Tan ensimismada estaba con aquella estúpida ensoñación que le llevó unos segundos darse cuenta de que el vaquero había dejado de caminar, y que en ese momento estaba justo delante de ella; y de que ella le estaba mirando directamente la entrepierna.

Muerta de vergüenza, Lexie alzó la barbilla rápidamente mientras daba las gracias para sus adentros al que hubiera inventado las gafas de sol. Al mirarlo se reafirmó en su idea de que aquel hombre era muy guapo. No poseía una belleza clásica; sus facciones eran demasiado duras. Pero sin lugar a dudas sus ojos marrones, sus pómulos altos, sus labios firmes y carnosos y su mandíbula cuadrada combinaban para crear un rostro tremendamente atractivo. Además era grande y alto, musculoso y firme. Lexie no pudo evitar darse cuenta enseguida de que no era inmune a su patente virilidad.

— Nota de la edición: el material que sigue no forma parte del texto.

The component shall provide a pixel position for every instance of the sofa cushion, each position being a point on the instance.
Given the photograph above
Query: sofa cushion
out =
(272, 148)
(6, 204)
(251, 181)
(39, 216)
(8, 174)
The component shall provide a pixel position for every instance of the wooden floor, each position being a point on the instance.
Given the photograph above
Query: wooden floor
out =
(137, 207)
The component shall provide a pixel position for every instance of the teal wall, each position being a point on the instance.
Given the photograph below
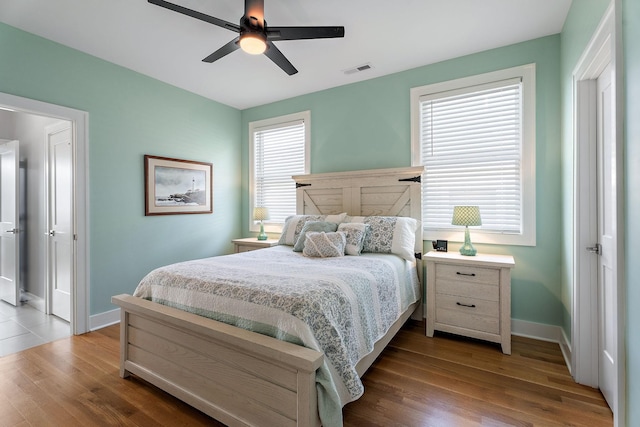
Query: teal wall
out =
(631, 58)
(366, 125)
(131, 115)
(582, 21)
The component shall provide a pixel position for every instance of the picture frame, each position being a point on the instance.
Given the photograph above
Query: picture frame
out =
(440, 245)
(176, 186)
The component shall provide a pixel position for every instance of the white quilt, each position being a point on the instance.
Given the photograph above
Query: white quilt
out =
(339, 306)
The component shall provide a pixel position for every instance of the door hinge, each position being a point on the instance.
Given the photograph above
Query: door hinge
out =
(596, 249)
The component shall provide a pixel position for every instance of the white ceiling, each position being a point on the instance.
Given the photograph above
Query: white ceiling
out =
(389, 35)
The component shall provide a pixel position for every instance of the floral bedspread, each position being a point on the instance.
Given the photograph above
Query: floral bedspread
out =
(340, 306)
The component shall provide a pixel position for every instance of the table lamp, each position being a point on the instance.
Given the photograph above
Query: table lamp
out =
(260, 214)
(466, 215)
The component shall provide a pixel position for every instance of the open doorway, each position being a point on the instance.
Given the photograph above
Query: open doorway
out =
(40, 127)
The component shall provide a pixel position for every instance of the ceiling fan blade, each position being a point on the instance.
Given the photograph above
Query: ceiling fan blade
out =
(274, 54)
(198, 15)
(300, 33)
(254, 8)
(223, 51)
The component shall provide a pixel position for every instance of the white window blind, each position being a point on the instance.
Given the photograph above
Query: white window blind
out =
(471, 147)
(279, 153)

Él le miró un momento la gorra y después continuó paseando la mirada por el resto de ella. De pronto Lexie se sintió tremendamente consciente de su aspecto, de que tenía el pelo todavía húmedo y de la gorra vieja que llevaba. Por no mencionar el hecho de que de repente se le habían puesto duros los pezones.

Antes de que pudiera cruzarse de brazos, él se tocó el ala del sombrero y se dirigió a ella:

– Usted debe de ser Lexie Webster -dijo con una voz profunda y sexy.

Antes de que pudiera contestar, el vaquero continuó.

– Tim, el recepcionista, me dijo que buscara a una chica junto a la piscina con una camiseta que dijera «Directora de Actividades y Deportes» -bajó la vista de nuevo, fijándose en las palabras que llevaba en la camiseta, y seguidamente volvió a mirarla a la cara-. Creo que es usted.